RLK (Resource Leak) issues are reported when resources are allocated but not properly disposed after use. An ANDROID.RLK.SQLOBJ warning indicates that an SQLite API object (other than an SQL connection) is not closed on exit.

Vulnerability and risk

Resources such as streams, connections and graphic objects must be explicitly closed. The close operation can unblock transactions or flush file changes in the file system. While a resource will eventually be closed by the garbage collector, resource exhaustion can occur before garbage collection starts. Depending on the nature of the resource, various exceptions will be thrown on a failed attempt to allocate another resource, for example: Too many open files or too many database connections.

Mitigation and prevention

Explicitly close all resources that have the close method, even those that you think are not doing anything significant.
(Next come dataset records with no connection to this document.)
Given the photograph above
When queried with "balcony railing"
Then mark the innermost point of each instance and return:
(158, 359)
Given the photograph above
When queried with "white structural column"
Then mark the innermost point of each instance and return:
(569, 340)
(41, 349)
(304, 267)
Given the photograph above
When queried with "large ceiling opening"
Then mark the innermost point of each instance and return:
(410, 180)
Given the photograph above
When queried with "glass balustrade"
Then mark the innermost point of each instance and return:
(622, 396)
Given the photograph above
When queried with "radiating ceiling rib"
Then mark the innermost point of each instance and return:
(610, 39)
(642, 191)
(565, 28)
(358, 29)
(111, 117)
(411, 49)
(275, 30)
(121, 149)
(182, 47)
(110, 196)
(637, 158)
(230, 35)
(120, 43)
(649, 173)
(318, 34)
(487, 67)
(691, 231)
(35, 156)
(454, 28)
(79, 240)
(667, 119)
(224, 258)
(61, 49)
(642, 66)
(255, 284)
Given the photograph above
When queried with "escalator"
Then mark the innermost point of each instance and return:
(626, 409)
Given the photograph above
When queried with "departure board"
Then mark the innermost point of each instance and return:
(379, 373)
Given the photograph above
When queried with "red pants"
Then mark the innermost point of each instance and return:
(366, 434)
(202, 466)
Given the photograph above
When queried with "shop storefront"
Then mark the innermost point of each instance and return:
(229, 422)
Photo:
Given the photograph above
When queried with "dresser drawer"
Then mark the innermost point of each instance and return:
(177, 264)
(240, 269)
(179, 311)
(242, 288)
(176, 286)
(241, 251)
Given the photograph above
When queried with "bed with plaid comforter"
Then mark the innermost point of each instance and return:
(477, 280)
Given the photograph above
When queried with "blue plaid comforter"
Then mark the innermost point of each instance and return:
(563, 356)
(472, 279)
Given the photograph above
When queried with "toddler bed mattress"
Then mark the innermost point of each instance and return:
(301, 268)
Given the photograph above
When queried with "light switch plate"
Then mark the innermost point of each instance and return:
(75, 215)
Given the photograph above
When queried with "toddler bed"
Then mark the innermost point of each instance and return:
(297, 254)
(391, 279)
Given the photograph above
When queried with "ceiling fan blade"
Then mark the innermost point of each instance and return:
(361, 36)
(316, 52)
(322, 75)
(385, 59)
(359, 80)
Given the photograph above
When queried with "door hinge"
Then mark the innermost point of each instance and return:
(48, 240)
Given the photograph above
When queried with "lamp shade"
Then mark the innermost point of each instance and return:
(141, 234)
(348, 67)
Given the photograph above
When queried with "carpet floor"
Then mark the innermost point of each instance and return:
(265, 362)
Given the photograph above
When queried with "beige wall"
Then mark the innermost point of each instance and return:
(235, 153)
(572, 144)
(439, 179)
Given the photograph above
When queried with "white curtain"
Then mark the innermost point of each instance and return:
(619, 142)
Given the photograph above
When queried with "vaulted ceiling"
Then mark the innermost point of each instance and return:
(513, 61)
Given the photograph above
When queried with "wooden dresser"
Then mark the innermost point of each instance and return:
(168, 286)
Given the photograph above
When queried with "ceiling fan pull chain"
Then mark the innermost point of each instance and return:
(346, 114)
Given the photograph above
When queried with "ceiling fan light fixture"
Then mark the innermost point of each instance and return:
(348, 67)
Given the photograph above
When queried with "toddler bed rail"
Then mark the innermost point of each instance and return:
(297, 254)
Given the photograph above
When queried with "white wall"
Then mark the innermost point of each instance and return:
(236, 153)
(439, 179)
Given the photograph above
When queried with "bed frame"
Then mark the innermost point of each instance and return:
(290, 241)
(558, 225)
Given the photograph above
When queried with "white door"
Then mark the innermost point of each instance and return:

Future code changes will then be safe from such errors.

Example 1

     protected void onCreate(Bundle bundle) {
         database = openOrCreateDatabase(DB_NAME, Context.MODE_PRIVATE, null);
         if (bundle != null) {
             final String[] queryClauseArray = bundle.getStringArray(KEY_QUERY);
             if (queryClauseArray != null) {
                 for (final String queryClause : queryClauseArray) {
                     final Cursor query = database.query(DATABASE_TABLE,
                                                         new String[]{KEY_FILE, KEY_DATE, KEY_COMMENT},

ANDROID.RLK.SQLOBJ is reported for the snippet on line 49: database cursor 'query' is not closed on exit.